L’ancien ministre et fondateur de l’UMD, Abdallah Azmani, a, lui aussi, passé le relais il y a un an. Le PDI, une réminiscence des années 40 du siècle dernier (il a vu le jour en 1946, plus précisément) vient de se doter, à l’instar des autres, au terme d’un interminable procès en justice, d’un nouveau secrétaire général. Annahj en a fait autant alors que le FFD est toujours sans leader depuis le décès de son fondateur Thami Khiyari, en février dernier. Al Ahd aussi vient de renouveler sa confiance en son fondateur et secrétaire général Najib Ouazzani, de même pour le CNI qui a reconduit Abdeslam El Aziz en décembre dernier. Ce n’est pas pour autant qu’ils cesseront d’être, pour le commun des Marocains, plus que des initiales.
Des initiales et des symboles qu’ils redécouvrent à l’occasion de chaque scrutin. C’est sans doute pour cela que la plupart n’ont guère pu décrocher plus de deux sièges lors des dernières législatives de novembre 2011. Le plus grand nombre est resté hors jeu. La situation ne risque pas de changer pour eux. Selon la nouvelle législation en vigueur, il faut couvrir au moins 10% des circonscriptions pour prétendre aux subventions de l’Etat. Un large pan de l’échiquier politique se retrouve donc privé du soutien de l’Etat et, accessoirement, banni des médias publics faute de «représentativité». Les lois électorales telles qu’elles sont appliquées au Maroc ces dernières années favorisent, elles aussi, l’émergence d’une short-list de «grands» partis politiques. La nouvelle loi des partis politiques, l’interdiction de la transhumance par la force de la Constitution et la dernière décision de l’Etat de suivre de plus près les dépenses électorales des partis politiques après la création d’une Chambre dédiée à la Cour des comptes versent dans ce sens.

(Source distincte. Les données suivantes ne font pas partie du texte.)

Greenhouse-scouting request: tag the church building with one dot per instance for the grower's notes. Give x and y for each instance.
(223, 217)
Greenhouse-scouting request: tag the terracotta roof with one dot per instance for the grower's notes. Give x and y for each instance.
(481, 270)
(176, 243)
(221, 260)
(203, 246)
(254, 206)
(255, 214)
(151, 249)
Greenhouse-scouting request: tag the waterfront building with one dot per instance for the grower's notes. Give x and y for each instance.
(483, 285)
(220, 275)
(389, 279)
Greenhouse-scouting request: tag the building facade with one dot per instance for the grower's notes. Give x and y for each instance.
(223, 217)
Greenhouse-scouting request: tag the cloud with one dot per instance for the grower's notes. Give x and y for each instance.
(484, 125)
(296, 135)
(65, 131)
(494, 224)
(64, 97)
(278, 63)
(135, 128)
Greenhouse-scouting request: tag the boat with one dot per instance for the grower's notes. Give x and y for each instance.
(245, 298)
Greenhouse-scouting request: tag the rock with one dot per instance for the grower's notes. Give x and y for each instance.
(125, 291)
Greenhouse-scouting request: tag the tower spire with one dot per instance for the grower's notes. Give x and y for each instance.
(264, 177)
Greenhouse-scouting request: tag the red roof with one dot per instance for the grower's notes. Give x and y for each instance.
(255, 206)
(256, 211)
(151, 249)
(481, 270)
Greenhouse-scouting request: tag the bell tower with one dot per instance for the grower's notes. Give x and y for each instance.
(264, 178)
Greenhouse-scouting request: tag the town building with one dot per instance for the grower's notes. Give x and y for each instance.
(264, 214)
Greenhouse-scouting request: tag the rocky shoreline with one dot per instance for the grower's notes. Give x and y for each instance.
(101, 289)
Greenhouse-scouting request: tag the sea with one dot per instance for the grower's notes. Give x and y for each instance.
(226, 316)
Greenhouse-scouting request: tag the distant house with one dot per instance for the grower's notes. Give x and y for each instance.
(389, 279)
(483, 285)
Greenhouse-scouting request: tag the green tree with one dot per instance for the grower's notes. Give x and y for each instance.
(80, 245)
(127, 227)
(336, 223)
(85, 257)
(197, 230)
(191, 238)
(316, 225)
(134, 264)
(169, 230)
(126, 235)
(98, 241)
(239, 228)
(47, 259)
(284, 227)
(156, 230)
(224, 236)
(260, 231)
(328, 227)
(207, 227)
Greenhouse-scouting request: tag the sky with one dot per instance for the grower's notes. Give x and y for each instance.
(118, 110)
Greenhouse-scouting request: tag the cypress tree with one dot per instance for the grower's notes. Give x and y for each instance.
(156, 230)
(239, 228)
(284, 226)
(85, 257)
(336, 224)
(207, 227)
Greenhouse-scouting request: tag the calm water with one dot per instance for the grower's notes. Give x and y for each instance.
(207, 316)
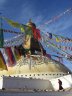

Certaines pratiques douteuses liées aux élections risquent de disparaître à terme. Les partis qui en tirent une grande partie de leurs subsistances également. De même, la tendance actuelle veut que ces mêmes partis, huit au total, s’organisent en groupement plus ou moins homogène. Et puis, il faut se rendre à l’évidence que pour être présent sur le terrain, il faut un projet social et un programme politique. Et jusqu’à preuve du contraire, il n’en existe pas 34 au Maroc. Les dernières élections qui ont consacré cette banalité politique sous d’autres cieux qu’est de présenter un programme électoral ont bien mis dans l’embarras une écrasante majorité de ces formations incapables de présenter un semblant de programme.
Paradoxalement, il faut aussi se rendre à l’évidence, comme le soutient cet analyste politique, que «tous les Marocains ne peuvent se retrouver dans 8 ou 9 partis». Le tout est donc d’arriver à un dosage politique où toutes les tendances de la société sont exprimées sans pour autant diluer et banaliser la pratique de la chose politique. Mais c’est là une tout autre histoire.